Mixed light and night shots are pretty tricky using slide film. There’s no way to ‘chimp’ (check your image). There’s no preview. The film is whatever you’ve loaded. You can’t change white balance, ISO, add or subtract effects or set the scene to night shot. Wow, it was pretty tough in the dark ages before iPhone. Then again sometimes you get more than you hoped for or less than what you wanted.
Serendipity strikes again. The main point of this slide is that you can see the painting on the bridge. I don’t know. That really impressed me. It’s not my skill. I didn’t really take the shot with the idea to capture the painting. Well maybe I did. I don’t see much else to point at in the image. The spot light is intrusive. I could crop or Photoshop it away and I have done this in some edits of this image. But for me, I’m still tickled at what came from this image.
March 1998 on the River Seine. It was spring break and we traveled with another family to visit Paris. We were on a boat ride near dusk. I shot this photo of the bridges. Little did I know that the film would capture the painted standing in the twilight and that exposure would light his canvas. I have scanned this slide and processed it in photoshop and lightroom for the best rendition. I always kept the original in case my technique improves. I still am pleased at how the image shows painting and painter on that bridge. I was lucky to capture this shot from a moving boat in low light.
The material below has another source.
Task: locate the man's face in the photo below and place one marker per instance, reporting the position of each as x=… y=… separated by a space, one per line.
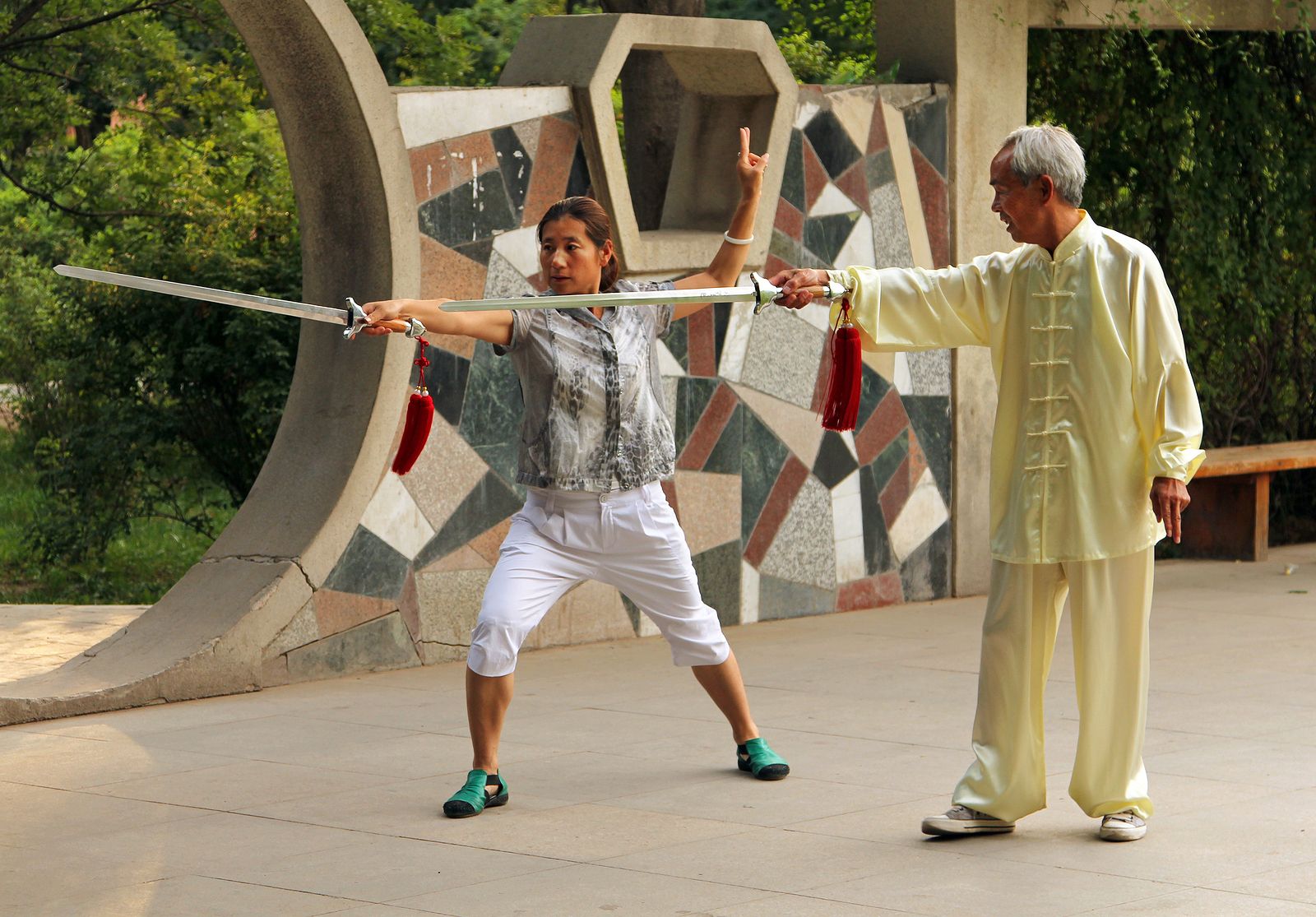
x=1020 y=206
I have often spoken of a dessert that we had at Angelina’s in Paris. Debbie found it in the guidebook and there we were one fine chilly afternoon. David, of course is jumping. Julia and Lisa are in silhouette. I know the photo is slightly out of focus but you can make out the shop. They serve dessert and tea. The dessert of which I reminisce is mont blanc. It’s complicated. But, my mother loved chestnuts. I spent a lot of time peeling them as a kid. The mont blanc was heavenly. It was a meringue-covered delicacy filled with chestnut puree. I still think of it.